No, no es cierto que solo Dios basta


Sur la méfiance de l'église catholique envers l'angélologie et le combat de l'avicennisme latin, qui de façon inattendue, trouve un renfort avec la révolution copernicienne, objection majeure de Corbin : le Ciel d'Occident en devient, du coup, mortellement emmerdant et dépeuplé :

"Déjà en son monumental ouvrage, Pierre Duhem avait montré que la révolution astronomique qu'entraînait l'adoption de la théorie de Copernic, présupposait une révolution théologique. Or ce qui tourmentait la théologie officielle, les critiques et les sarcasmes du théologien Guillaume d'Auvergne nous montreront que c'était essentiellement toute la théorie des Intelligences et son aboutissement : la doctrine de l'Intelligence agente illuminatrice des âmes humaines, - bref toute l'angélologie. La théologie allait combattre tout émanatisme, revendiquer l'acte créateur comme une prérogative de Dieu seul, mettre fin au soliloque de l'âme humaine avec l'Ange Intelligence agente. Seulement, toute la cosmologie était solidaire de l'angélologie. Rejeter celle-ci, c'était ébranler les bases de celle-là. Or, c'est précisément ce qui servait au mieux les intérêts de la révolution copernicienne. L'on assiste donc à une alliance de la théologie chrétienne et de la science positive en vue d'anéantir les prérogatives de l'Ange et du monde de l'Ange dans la démiurgie du cosmos. Après cela, le monde angélique ne sera plus nécessaire de nécessité métaphysique ; ce sera comme un luxe dans la Création, d'une existence plus ou moins probable. Sans doute l'on aura vengé les droits du monothéisme rigoureux, mais en même temps aussi l'on aura créé une nouvelle situation de l'homme dans le cosmos, laquelle aura des conséquences déplorables pour l'un des alliés. Les Cieux auront été laïcisés, dépeuplés de leurs présences angéliques. La Terre devenue une planète comme les autres, se sera plus sous les Cieux mais en plein Ciel. Dès lors, qui s'intéresserait à l'"orientation" dont Hayy ibn Yaqzân, par exemple, dispense l'enseignement ? Pourtant l'Orient vers lequel il s'oriente, l'homme n'a cessé de le chercher plus ou moins obscurément."

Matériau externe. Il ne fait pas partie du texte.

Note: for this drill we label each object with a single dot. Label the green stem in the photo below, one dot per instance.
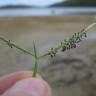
(11, 44)
(36, 61)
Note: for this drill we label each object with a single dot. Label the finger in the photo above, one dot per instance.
(29, 87)
(8, 80)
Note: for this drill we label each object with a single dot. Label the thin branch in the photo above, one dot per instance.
(36, 61)
(11, 44)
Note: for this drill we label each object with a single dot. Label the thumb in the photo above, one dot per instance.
(29, 87)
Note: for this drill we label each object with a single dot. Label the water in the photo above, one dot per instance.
(46, 11)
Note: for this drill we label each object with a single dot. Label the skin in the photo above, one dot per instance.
(23, 84)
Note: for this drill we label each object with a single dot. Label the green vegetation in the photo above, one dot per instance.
(66, 44)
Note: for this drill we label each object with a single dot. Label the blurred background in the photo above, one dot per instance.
(72, 73)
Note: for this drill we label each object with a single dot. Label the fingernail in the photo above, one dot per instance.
(29, 87)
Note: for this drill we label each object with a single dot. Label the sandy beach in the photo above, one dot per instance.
(72, 73)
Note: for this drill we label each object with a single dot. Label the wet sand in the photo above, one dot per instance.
(72, 73)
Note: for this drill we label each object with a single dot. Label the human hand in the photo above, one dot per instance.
(23, 84)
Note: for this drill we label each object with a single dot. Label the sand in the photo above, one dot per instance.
(72, 73)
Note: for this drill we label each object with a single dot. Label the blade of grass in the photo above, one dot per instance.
(36, 61)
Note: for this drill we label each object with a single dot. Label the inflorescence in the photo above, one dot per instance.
(66, 44)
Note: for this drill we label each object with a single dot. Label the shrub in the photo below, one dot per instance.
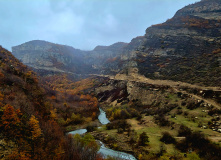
(167, 138)
(184, 131)
(143, 139)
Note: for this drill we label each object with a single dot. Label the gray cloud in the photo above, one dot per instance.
(82, 24)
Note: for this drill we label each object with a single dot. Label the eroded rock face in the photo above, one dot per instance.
(184, 48)
(46, 55)
(49, 56)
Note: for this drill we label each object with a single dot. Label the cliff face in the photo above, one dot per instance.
(184, 48)
(42, 55)
(49, 56)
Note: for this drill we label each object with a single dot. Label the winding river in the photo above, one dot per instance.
(104, 150)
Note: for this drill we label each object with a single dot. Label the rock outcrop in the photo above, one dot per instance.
(42, 55)
(185, 48)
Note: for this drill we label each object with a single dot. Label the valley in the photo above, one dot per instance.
(156, 97)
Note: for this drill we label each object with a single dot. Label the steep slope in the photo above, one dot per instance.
(47, 56)
(184, 48)
(52, 57)
(25, 118)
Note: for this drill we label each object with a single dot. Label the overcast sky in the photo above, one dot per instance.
(82, 24)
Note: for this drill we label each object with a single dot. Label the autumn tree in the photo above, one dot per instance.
(35, 137)
(143, 139)
(10, 122)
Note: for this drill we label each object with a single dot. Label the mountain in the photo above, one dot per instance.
(26, 126)
(185, 48)
(42, 55)
(49, 56)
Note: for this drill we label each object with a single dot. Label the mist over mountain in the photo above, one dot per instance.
(156, 97)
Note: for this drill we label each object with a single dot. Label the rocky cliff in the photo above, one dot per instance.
(184, 48)
(46, 56)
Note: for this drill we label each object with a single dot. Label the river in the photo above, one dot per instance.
(104, 150)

Voilà, un Ciel uni, plus de froufrous et de lumières d'anges, et surtout plus de rapports personnels, exclusives, presque jaloux, entre une âme humain et son double céleste, lesquels étaient naturellement, de par la diversité des âmes, multiples, voire inégaux, là non il s'agit finalement d'un amour parental, strict, égalitaire, comme on découpe un gâteau en parts rigoureusement identiques, pas de "préférences". C'est plus juste, plus réconfortant pour les fervents de l'égalitarisme, plus puéril aussi, et ça manque d'un certain sel pour les mystiques et les âmes gnostiques :

"La théologie exotérique peut mettre en lumière la relation commune des hommes avec leur Père commun, ou leur service commun envers le Roi tout-puissant. Il s'agit toujours là d'une relation commune à tous, partagée entre tous, situant chacun à équidistance du centre, pour ainsi dire. Mais l'expérience de l'âme mystique ne se satisfait que d'un "seul à seul" avec l'Aimé, car l'amant ne peut partager son aimé ; elle implique ce que l'on a voulu dire ici par individuation, - une individuation dont l'aspect est, certes, tout autre que celui qui en philosophie est traité au chapitre de l'individuation des Formes par la matière."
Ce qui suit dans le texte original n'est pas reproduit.